Октябрический режим. Том 1 - страница 49



Кто-то предложил компромисс: вместо слов «земли русской» сказать «земли нашей». Вспомнили, что «земли русской» – это, собственно, «образное выражение». В конце концов, поправка Кареева была отвергнута.

Предложение Кареева сильно задело патриотические чувства от. Концевича. «Я был страшно поражен, – вспоминал он, – когда мне пришлось в течение нескольких дней слушать зажигательные речи о том, что на Руси святой все гнило и что даже следует выключить из проекта самые дорогие для русского сердца слова: "русский народ" и "русская земля". […] у меня явилось страстное желание заставить Думу высказаться точно и определенно по вопросу: считает ли Дума своей неотложной задачей озаботиться о сохранении "своеобразия" России или, быть может, Дума намерена посягнуть на самобытность России и дать России новый облик, новое имя?». Потому, когда поставили на обсуждение пункт адреса об удовлетворении нужд всех народов Российской Империи, чтобы они могли сохранять свое «своеобразие», от. Концевич предложил добавить к этому пункту слова: «чтобы Россия, населенная многочисленными племенами и народностями, потеряла свое своеобразие и даже самое свое имя». На нескольких скамьях засмеялись, другие молчали. Петражицкий попросил председателя призвать т. Концевича к порядку, но Муромцев просто поставил на баллотировку вопрос о том, подлежит ли эта поправка обсуждению, и после отрицательного ответа страсти улеглись.
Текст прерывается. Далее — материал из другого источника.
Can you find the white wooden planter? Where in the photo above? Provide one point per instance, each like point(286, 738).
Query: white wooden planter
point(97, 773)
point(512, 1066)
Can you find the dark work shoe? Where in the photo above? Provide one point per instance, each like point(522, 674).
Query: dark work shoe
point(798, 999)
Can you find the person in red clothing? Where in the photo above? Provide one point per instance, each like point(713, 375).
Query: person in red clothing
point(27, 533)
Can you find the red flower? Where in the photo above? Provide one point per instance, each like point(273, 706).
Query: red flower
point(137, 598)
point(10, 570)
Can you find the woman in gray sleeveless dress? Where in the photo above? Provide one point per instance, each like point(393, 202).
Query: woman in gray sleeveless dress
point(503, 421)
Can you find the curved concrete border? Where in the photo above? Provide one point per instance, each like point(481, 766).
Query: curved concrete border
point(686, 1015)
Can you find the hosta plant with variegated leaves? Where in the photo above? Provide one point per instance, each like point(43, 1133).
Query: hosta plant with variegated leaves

Перед окончательным голосованием адреса гр. Гейден от лица своих единомышленников заявил: хотя они во многом согласны с этим адресом, но не считают себя вправе его поддерживать. Не желая нарушать единодушия Думы, гр. Гейден, Стахович и еще 5 лиц удалились из залы заседаний. Затем адрес был принят единогласно. На следующем заседании 4 члена Думы подали заявление о солидарности с гр. Гейденом и другими, покинувшими зал заседания.

Итак, приличные люди в Г. Думе все же были, хотя в основном они молчали. Из числа подписавших оба заявления активно выступали с думской трибуны только гр. Гейден, кн. Волконский и Стахович, сыгравший в трехдневном заседании роль Чацкого. Но их голоса тонули среди речей левых и кадетствующих.

Может быть, правительство, созывая Думу, предполагало, что в нее придут люди вроде Стаховича, знакомые всем по земским съездам. Но первые же заседания показали, что в Думе собрались куда более радикально настроенные депутаты. Даже самые простые крестьяне хоть и упоминали о Царе, но мало, а все больше жаловались на свое непосредственное начальство и на свою горькую долю, забывая любовь и к Царю, и к родине.

«Г. Дума в настоящем своем составе – это обида для стомиллионного Русского народа, это издевательство над самыми святыми и заветными чувствами народа, преданного Царю и Родине», – писал Д. И. Павлов в «Московских ведомостях».

При сложившемся составе Думы, где количество национально мыслящих ораторов было равно трем, не могло быть и речи об удовлетворении высказанного в адресе пожелания об ответственном перед Думой министерстве. «Очень может быть, – писала официозная «Россия», – что когда-нибудь и окажется желательным брать министров из думского большинства, но только тогда, когда в Думе образуется большинство, мыслящее по-русски. До этого Дума должна еще дорасти. Пока она ничем еще не доказала, что заслуживает доверия русского народа, а следовательно никому пока в России, ни правительству, ни отдельным лицам, доверие Думы не нужно».